Copertina semplice e secca, sempre del fidato Saville ora fattosi minimalista, dopo un poster di Fortunato Depero. Un inizio bello come inizio, sebbene il brano in sé fosse abbastanza modesto: Dreams Never End, infatti, attaccava bene con la chitarra, lasciandosi alle spalle fantasmi troppo sintetici, ma si risolveva in una canzonetta triste sempre sullo stesso giro armonico. Niente di male, per carità, ma i ragazzi potevano (e forse dovevano) fare di più. Impressionante comunque il tentativo di Sumner di imitare il cantato di Curtis, tentativo che, quando non perfettamente riuscito, rischiava di sfociare nella parodia.
Ahi ahi ahi, ma cosa sono questi suoni? Percussioni sintetiche? Ma non si fa in tempo a schifarsi, perché entra Hook, desolato e depresso come ai vecchi tempi! Si tratta di Truth, una litania lenta e malinconica sul senso di straniamento, dove il fantasma di Curtis la fa da padrone, anche nelle liriche: «Oh, it's a strange day, in such a lonely way, I saw some children dance, I watched my life in a trance» (oh, è uno starno giorno, in modo così solitario, ho visto bambini ballare, ho guardato la mia vita in trance). Negli stacchi di chitarra i brividi si impossessano della schiena, così come nel lungo (e meraviglioso) finale rumorista. Sull’orlo del pianto si passa alla successiva Senses, anch’essa aperta da percussioni sintetiche, sebbene più dure e possenti, contrappuntate dalle tastiere della Gilbert, fattesi finalmente funeree. Poi le percussioni si moltiplicano e strutturano la strofa, su nota fissa e pulsante di basso. Il cantato è monocorde, e anche qui il modello è uno, ma il brano è più interessante per l’atmosfera e per le numerose varianti musicali.
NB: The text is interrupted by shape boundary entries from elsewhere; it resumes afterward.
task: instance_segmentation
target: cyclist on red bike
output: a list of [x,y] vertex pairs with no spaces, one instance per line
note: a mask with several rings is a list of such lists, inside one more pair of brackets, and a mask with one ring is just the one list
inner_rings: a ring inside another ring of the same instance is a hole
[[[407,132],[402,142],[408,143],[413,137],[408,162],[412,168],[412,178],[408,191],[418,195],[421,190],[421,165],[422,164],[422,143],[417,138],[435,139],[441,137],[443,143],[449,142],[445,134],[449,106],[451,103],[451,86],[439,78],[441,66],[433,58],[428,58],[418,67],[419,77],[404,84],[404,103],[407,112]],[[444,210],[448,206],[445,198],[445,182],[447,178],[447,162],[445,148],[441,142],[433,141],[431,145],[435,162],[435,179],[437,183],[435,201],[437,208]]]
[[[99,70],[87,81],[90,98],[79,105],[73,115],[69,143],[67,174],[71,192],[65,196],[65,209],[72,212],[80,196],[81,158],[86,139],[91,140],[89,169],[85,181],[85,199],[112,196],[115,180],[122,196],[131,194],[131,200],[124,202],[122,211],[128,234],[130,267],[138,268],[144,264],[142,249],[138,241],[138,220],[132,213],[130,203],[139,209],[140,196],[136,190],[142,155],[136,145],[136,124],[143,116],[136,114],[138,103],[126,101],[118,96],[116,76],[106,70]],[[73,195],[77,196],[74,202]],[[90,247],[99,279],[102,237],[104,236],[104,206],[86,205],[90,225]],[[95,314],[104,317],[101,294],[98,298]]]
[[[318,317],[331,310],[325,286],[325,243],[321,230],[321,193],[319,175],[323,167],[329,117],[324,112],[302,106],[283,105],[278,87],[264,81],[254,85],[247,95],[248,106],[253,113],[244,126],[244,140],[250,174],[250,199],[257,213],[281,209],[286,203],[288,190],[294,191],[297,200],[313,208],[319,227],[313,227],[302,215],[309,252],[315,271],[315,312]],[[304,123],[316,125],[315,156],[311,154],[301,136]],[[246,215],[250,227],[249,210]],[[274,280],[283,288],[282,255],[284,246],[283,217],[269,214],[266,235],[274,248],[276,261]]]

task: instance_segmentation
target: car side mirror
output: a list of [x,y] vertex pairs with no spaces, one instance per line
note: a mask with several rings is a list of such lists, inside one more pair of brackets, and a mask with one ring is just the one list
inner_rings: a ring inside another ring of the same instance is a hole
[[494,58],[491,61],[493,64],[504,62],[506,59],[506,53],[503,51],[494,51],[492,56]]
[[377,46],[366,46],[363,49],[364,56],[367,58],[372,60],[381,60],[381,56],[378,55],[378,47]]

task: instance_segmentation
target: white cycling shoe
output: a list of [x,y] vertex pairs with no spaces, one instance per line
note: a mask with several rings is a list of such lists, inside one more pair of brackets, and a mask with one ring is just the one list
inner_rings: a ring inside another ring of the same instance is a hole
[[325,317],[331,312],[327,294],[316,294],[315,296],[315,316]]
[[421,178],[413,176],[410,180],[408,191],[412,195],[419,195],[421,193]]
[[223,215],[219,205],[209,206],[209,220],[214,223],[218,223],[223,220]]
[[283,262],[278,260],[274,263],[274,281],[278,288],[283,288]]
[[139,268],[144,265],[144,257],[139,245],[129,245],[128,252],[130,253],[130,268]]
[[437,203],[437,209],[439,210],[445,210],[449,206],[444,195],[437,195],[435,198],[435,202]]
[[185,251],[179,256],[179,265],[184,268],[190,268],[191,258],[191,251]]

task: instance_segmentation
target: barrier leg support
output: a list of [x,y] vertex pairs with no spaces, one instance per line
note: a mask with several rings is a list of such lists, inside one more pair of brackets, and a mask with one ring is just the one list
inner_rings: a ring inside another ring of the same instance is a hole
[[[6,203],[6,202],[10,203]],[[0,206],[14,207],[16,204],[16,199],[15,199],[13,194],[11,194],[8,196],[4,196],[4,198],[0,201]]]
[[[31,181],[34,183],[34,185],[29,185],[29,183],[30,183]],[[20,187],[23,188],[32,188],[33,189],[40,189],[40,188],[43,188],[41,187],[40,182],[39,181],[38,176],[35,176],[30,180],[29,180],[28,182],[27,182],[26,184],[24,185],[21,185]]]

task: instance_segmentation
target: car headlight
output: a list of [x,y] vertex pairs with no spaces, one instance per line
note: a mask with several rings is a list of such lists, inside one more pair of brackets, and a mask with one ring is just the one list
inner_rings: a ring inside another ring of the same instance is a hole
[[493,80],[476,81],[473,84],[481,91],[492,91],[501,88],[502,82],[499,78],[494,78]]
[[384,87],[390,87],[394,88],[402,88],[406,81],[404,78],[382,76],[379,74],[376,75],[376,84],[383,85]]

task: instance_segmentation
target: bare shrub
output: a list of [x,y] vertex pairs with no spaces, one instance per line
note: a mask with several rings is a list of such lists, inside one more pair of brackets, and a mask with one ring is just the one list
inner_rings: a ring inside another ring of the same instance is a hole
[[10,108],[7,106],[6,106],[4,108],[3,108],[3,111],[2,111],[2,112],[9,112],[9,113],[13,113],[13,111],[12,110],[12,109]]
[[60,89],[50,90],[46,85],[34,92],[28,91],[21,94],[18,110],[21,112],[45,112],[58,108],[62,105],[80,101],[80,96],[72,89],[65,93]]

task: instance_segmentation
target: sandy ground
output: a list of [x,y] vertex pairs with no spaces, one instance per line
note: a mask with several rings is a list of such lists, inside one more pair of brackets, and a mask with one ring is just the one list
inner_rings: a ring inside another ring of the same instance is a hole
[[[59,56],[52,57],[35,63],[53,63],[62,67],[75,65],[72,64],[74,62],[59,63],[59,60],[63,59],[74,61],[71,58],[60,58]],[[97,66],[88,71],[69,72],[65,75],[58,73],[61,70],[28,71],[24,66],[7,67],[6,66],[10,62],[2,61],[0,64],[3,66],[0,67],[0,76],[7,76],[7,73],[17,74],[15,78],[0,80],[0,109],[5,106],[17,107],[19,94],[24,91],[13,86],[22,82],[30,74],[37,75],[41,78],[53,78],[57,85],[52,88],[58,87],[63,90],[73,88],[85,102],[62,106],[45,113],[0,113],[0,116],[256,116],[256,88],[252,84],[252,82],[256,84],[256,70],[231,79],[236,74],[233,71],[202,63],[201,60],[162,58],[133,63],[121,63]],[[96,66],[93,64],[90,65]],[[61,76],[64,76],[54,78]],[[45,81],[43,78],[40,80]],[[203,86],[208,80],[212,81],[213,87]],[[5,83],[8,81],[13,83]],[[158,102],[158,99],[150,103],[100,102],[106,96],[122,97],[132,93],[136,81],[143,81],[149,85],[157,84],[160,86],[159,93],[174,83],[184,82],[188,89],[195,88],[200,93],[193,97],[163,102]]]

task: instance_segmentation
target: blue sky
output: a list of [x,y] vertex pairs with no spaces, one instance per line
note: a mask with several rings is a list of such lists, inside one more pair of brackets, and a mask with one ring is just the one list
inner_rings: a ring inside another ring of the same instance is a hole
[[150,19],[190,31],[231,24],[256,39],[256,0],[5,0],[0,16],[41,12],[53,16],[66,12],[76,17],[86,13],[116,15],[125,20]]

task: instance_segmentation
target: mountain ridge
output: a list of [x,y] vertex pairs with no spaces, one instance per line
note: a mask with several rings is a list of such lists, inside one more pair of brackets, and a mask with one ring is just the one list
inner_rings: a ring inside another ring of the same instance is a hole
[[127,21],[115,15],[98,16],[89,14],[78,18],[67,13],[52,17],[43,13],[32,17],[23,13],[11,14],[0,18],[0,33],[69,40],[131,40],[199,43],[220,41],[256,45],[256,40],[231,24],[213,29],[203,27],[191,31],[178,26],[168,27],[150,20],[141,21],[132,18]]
Un raggio di sole fa capolino col ritmo sostenuto della successiva Chosen Time, che riprende una sorta di funky post-punk tipico dei Division, per riproporlo in versione più ballabile, senza però arrivare agli eccessi dei singoli. Il basso di Hook è un martello, mentre i synth, ad un certo punto, cadono liquidi come una cascata. Un brano trascinante e frenetico, dove il ballo non è banale, ma le liquide tastiere lo chiudono in fretta, e con lui il lato A del disco.
Sull’altro lato Movement ricomincia con uno dei suoi brani migliori, ICB, aperto dal basso possente, poi dalla batteria, finalmente suonata (e non programmata) da Morris. Il buon Bernard Sumner canta come il suo idolo quando era più disincantato e sprezzante, intervenendo poi con la sua chitarra tagliente che tanto abbiamo amato. I continui sibili di synth contribuiscono a creare quell’atmosfera unica tipica loro: disincantata ma depressa, monolitica ma futuribile. E sarà una caduta di synth a chiudere il brano.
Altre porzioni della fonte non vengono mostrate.